Professore dica la verità, sapeva già da tempo che avrebbe vinto la Fields Medal. Come ha fatto a mantenere il segreto? 
«Lo sapevo da circa 5 mesi ed è stata davvero dura non dirlo a nessuno. In realtà, facevo fatica a crederci».

Quando ha cominciato a pensare di fare il matematico?
«Abbastanza tardi. Quando ho finito il liceo classico Vivona, a Roma, ero ancora indeciso tra matematica, fisica e ingegneria. Alla fine è stato un po’ un caso, molto legato all’ingresso nella Scuola Normale di Pisa. Mi sono detto “ah, però, fico!”. Insomma, la matematica mi divertiva, ma non sapevo se avrei potuto farne un lavoro. Avevo conosciuto le Olimpiadi della Matematica gli ultimi due anni di Liceo, insomma abbastanza tardi. E facendo le Olimpiadi mi divertivo».

Era un secchione a scuola?
«Macché. Mia madre mi criticava perché studiavo poco. Spesso lo facevo sull’autobus. E’ vero però che a tre anni ho messo insieme un puzzle di 100 pezzi e più tardi ne ho risolto uno montando i pezzi al contrario, senza l’aiuto della foto».

E la matematica?
«Era uno sfizio, mi ci mettevo ogni tanto la domenica pomeriggio, ma mi ci dedicavo non più di due ore a settimana. Per il resto me ne andavo in palestra o uscivo. Inoltre facevo il Classico e il programma era abbastanza facile. Dalla Normale di Pisa la mia strada sembrava più chiara».

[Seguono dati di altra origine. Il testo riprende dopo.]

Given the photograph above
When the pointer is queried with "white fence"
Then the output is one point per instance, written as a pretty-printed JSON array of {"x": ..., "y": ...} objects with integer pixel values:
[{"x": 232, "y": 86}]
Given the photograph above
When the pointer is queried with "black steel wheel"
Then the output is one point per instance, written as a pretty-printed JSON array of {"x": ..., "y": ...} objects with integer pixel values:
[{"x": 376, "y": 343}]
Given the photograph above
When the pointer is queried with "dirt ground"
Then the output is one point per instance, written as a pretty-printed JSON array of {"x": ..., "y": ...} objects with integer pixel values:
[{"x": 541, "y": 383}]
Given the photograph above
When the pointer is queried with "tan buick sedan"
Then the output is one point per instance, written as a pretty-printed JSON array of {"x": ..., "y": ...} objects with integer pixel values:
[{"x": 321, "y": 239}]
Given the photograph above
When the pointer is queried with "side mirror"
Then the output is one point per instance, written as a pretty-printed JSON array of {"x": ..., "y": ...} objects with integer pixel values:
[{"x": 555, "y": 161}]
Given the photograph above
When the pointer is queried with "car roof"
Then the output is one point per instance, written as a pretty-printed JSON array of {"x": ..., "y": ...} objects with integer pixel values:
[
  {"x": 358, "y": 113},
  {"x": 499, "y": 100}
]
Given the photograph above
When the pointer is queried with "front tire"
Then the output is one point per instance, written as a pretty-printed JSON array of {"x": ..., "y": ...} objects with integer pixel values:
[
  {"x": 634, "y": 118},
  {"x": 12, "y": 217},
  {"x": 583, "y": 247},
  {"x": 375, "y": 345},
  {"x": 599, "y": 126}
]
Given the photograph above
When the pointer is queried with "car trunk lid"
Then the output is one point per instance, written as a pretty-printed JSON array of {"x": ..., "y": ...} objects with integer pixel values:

Dopo il liceo ha sempre girato il mondo?
«Sono entrato alla Scuola Normale nel settembre 2002 e ho ottenuto la laurea triennale in matematica nel novembre 2004. Durante gli studi per la laurea specialistica seguii un corso di un professore dell’Ecole Normale Supérieure de Lyon (Albert Fathi), il quale mi invitò a spendere un semestre a Lione. Col supporto di Luigi Ambrosio, il mio relatore alla Normale, passai 6 mesi a Lione e nel 2006 cominciai un dottorato in cotutela tra Pisa e Lione. Questo fu l’inizio della mia carriera francese: nell’ottobre 2007 ottenni un posto da ricercatore al CNRS, il CNR italiano, e nel 2008 mi trasferii all’Ecole Polytechnique di Parigi. Quando ormai mi vedevo ben inserito nella vita francese, durante una delle visite negli Stati Uniti ebbi occasione di visitare l’Università del Texas a Austin. In quell’occasione mi offrirono una posizione come professore associato».

E lei accettò? Le piacciono gli Usa?
«L’idea di viverci almeno qualche anno mi sembrò interessante. Sono rimasto ad Austin fino al 2016, quando ho deciso di rientrare in Europa con una cattedra al Politecnico di Zurigo. Mi sento cittadino del mondo».
Viaggiando così tanto riesce a mantenere qualche amicizia? «Sono sempre stato in contatto con le persone che ho incontrato. Più che difficoltà a fare amicizie, per me è un po’ triste quando me ne vado, che mi tocca sempre ricominciare da capo. La parte negativa è più nel non poter contare su rapporti stabili. A Roma però ci sono sempre i miei amici del tempo del liceo e li vedo sempre quando torno per le vacanze».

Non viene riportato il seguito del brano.